26 Temmuz 2007

Uzun aradan sonra

Blog yazılarıma verdiğim uzun ara sizleri yanıltmasın; yazmayı bırakmış değilim. Yalnızca yaşamaktan, yazmaya fırsat bulamadığım günleri bıraktım geride. Bu yaz ömrümün en hızlı yaşını yaşadım.

Kırk gün kırk gece değil ama, bu devirde öyle sayılabilecek kadar uzunca, 2 hafta kadar süren bir koşuşturma ile evlendim. “Sevdiğim”le birlikte yeni bir yaşama merhaba dedim. İzmir’deki nikâh muhteşemdi. Tam bir kır düğünüydü. Nasıl desem? Bu kadarını hayal bile etmiyordum. Bahçeyi öyle kalpler, tüller, çiçeklerle bezeli görünce, gözyaşlarımı tutamadım. Emeği geçen herkese, özellikle organizasyonun her anını omuzlayan Olcay Yenge’ye sevgilerimi gönderiyorum.

Ertesi hafta Ankara’ya dönüp çalıştım. Ben çalıştım, aklım başka yere çalıştı. Nasıl olcak bu işler? Diye düşünürken, arkadaşların desteği gerçekten yaz sıcağında içilmiş bir bardak soğuk su gibi geldi bana. Cuma gecesi evimizin bahçesinde, arkadaşlar, komşular, akrabaların katılımıyla bahçeye asılmış ampuller, beyaz sandalyeler, ziller, tefler eşliğinde atılan göbeklerle şenlenen ancak sağanak yağmurun azizliğine uğraması sonucu evde sonlanan bir kına gecesi yaşadık. Avucumda hala izi var.
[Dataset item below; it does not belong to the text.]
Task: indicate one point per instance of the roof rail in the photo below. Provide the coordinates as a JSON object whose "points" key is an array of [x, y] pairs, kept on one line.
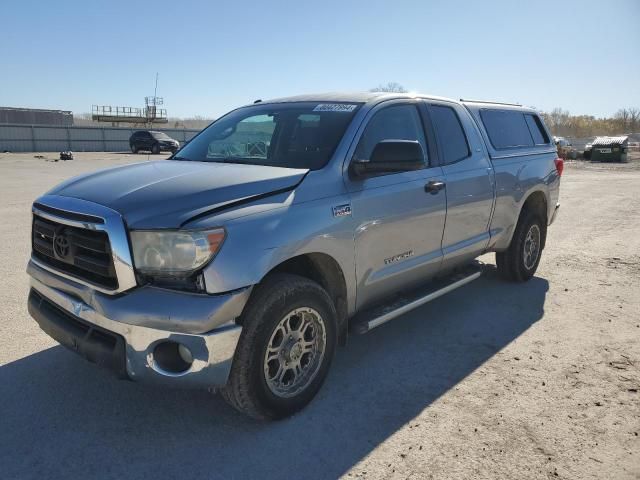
{"points": [[493, 103]]}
O gecenin sabahı Ebrularda edilen kahvaltı ve kuaför faslı ile düğün gününe bağlandı. Özgenin organize ettiği şaka Umut’un değil Mehmet’in başına patladı ve gerçekten unutulmazdı. Tüm “ekip”e sevgilerimi gönderiyorum. Sözünü ettiğim bu ekip de Ankara organizasyonunu omuzladı. Onlara nasıl teşkkür etsem az!

Attığımız göbecikler yetmedi, geceye Ankara Kalesi’ndeki yemekle devam ettik. İçtik, güzelleştik, Sabah balayı için yola düştük. Balayı fikrini icat edene ayrıca şükranlarımı iletmek istiyorum. İliklerime kadar huzur buldum Kaş’ta. Tüplü dalış deneyimim de Kaş’ta geçirdiğim günler gibi unutulmazlar arasında yer alacak.
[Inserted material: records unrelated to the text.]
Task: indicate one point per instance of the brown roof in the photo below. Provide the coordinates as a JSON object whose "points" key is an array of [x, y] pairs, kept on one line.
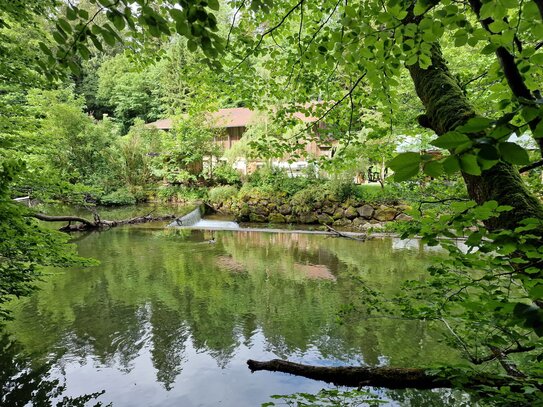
{"points": [[232, 117]]}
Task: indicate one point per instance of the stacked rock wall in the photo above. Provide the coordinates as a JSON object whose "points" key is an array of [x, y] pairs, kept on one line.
{"points": [[348, 214]]}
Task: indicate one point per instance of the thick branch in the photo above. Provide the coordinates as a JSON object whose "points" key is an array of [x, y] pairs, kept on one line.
{"points": [[84, 224], [389, 377], [48, 218], [531, 166]]}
Pazar Günü balayı bir anda bitti ve oy verme telaşı başladı. Bu oy verme, siyaset, ülke gündemi hususunda yazmak istediklerimi başka bir blog yazısına saklamak niyetindeyim. Blog yazılarıma verdiğim aradan sonra yazmak istediklerim yazdıklarından kat be kat fazla aslına bakılırsa, yaşamın hızı yazma hızımı alt ediyor yine.
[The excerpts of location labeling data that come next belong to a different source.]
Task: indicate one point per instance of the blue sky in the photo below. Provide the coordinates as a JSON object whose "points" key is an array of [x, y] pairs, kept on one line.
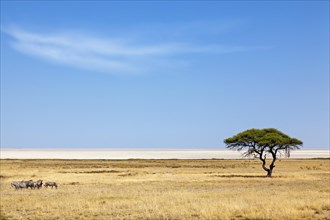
{"points": [[162, 74]]}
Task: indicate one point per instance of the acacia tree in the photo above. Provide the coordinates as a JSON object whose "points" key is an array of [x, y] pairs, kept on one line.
{"points": [[262, 142]]}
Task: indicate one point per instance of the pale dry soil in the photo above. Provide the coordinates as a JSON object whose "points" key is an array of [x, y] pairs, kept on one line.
{"points": [[167, 189]]}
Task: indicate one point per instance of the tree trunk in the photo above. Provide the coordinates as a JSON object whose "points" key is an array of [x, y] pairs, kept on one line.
{"points": [[271, 167], [270, 171]]}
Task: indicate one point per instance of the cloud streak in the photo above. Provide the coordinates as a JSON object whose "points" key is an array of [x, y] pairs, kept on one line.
{"points": [[109, 55]]}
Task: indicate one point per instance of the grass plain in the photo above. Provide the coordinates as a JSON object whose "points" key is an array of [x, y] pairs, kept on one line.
{"points": [[166, 189]]}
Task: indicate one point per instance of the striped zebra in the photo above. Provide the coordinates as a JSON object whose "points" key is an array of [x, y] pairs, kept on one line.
{"points": [[52, 184]]}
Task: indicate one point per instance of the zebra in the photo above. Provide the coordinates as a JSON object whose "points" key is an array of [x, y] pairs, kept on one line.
{"points": [[52, 184], [38, 184], [29, 184], [15, 184]]}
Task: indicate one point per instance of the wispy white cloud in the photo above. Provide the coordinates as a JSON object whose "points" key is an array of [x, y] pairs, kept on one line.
{"points": [[107, 54]]}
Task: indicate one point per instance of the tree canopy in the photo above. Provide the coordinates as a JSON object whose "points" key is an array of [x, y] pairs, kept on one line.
{"points": [[260, 142]]}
Bir son dakika haberi:“Topuz gelin” görevini başarıyla tamamlayan saçlarımı kestirip yaz saçı uygulamasına geçtim. Artık kısa saçlıyım!

05 Temmuz 2007

İzmir'e gidiyorum!


Bugün İzmir'e gidiyorum. Evlenip dönücem.

01 Temmuz 2007

İnsanın İnsana Ettiği

Ulucanlar... Şehrin orta yerinde bir yerdir. Anneanneye giderken, beni ulusa götüren dolmuşlar önünden geçiverir. Hatta lise dönemlerinde şehrin onlarca semtini güzergahına dehil eden servis aracı nedeniyle her sabah önünden geçilir. Ulucanlar’ın önünde görüş için bekleyen yakınlara, gürültüyle kapanan, şimdilerde maviye boyalı demir kapıya şahitlik edilir.

Mimarlar Odası Ankara Şubesi'nin “Görülmüştür” etkinliğinin son günü olan Cumatesi günü, bu kez Ulucanlar’a demir kapının dışından değil, dikenli tellerin içinden bakma fırsatı bulduk. Bu Sinop Cezaevi’nden sonra gezdiğim ikinci hapisane oldu. Özge’nin anlattıklarıyla adım adım gezdiğim koğuşlar, avlular, volta atılan sokakalar, duvar yazıları, gökyüzünü perdeleyen dikenli teller, ranza demirinden parmaklıklar, tecrit odaları ile iki saati aşan bu hapishaneyi içerden görme etkinliği beni oldukça etkiledi.
Aslına bakılırsa bu gezi boyunca en az etkilenmesi gerekenlerden biri belki de bendim. Zira, orada dışardan bir tanık olarak bulunuyordum. Hapisaneyi ziyarete açıldığı günden bu yana doldurup taşıran; eski mahkumlar, infaz koruma memurları, eski çalışanlar, onların yakınları… Kimi ağlamaktan kızarmış gözlerle, kimi karnı burnunda, kimi kaldığı koğuşu işaret ederek adımladılar, hayatlarına dokunan Ulucanlar Cezaevi’ni. Bense gödüklerimin yanı sıra, diğer ziyaretçilerin kulağıma çalınan cümleleriyle bir kat daha fazla etkilenerek çıktım Ulucanlar’dan. Ve tepeden gözetlenen koğuşlarda, o “şart!”larda kalan onca insanın kokusu çalındı bir an burnuma; içim kalktı bir ara. Duvarlardaki boyaları kavlamış o yerlerde; nasıl olur da yaraları kavlayıp, kanamadan yaşar insan diye sordum kendime. Başım çok ağrıdı! Sanırım aklıma takılan şu cümle en az demri bir kapı kadar ağırdı:
“insanın insana ettiğini; ne insan anlayacak, ne de avludaki ulu kavak!”